The controversy involves Sigourey Weaver’s character, Grace Augustine, a tough-talking, swear-like-a-sailor scientist who also chews up Marlboros.
As an environmental scientist, no less, you would think Grace would know better. And, that’s the group’s point. The smoking scenes seem pretty gratuitous and suggests that product placement fees may have had an influence.
Film watchdog, Scenesmoking.org, gave the PG-13 rated “Avatar” a “black lung” rating for smoking in the film.
If it’s any consolation, Warner Brothers’ “Sherlock Holmes” and “The Blind Side,” the Weinstein Company’s “Nine,” Sony Pictures “Did You Hear About the Morgans?” and “The Fantastic Mr. Fox” also earned “black lung” ratings, according to the Times.

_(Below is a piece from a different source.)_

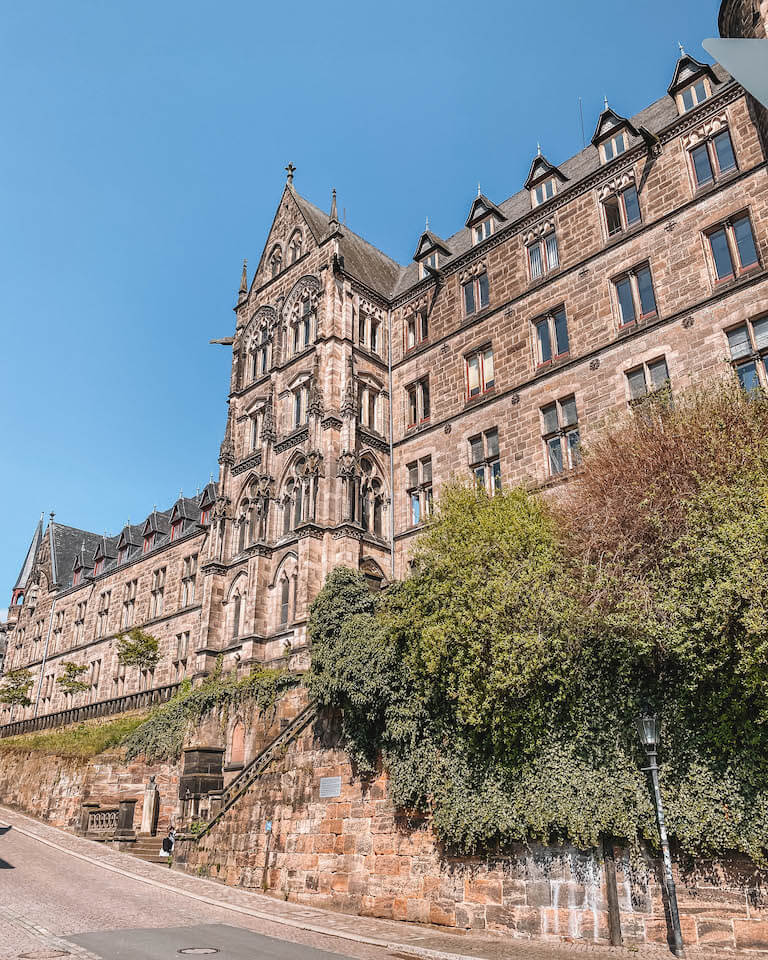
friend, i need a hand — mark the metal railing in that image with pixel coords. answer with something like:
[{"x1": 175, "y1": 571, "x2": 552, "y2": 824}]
[{"x1": 0, "y1": 682, "x2": 181, "y2": 738}]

Cameron told the newspaper he had never intended Grace to be “an aspirational role model” for teenagers, even though she’s the closest thing to a human heroine in the movie. “She’s rude, she swears, she drinks, she smokes,” Cameron stated.
“Also, from a character perspective, we were showing that Grace doesn’t care about her human body, only her avatar body, which again is a negative comme’nt about people in our real world living too much in their avatars, meaning online and in video games,” he added.
Yeah right, now it makes total sense.
Cameron added: “I don’t believe in the dogmatic idea that no one in a movie should smoke. Movies should reflect reality. If it’s O.K. for people to lie, cheat, steal and kill in PG-13 movies, why impose an inconsistent morality when it comes to smoking?
“I do agree that young role-model characters should not smoke in movies, especially in a way which suggests that it makes them cooler or more accepted by their peers.”
Cameron called smoking a “filthy habit” but apparently lacks the courage of his own convictions when it comes to Big Tobacco.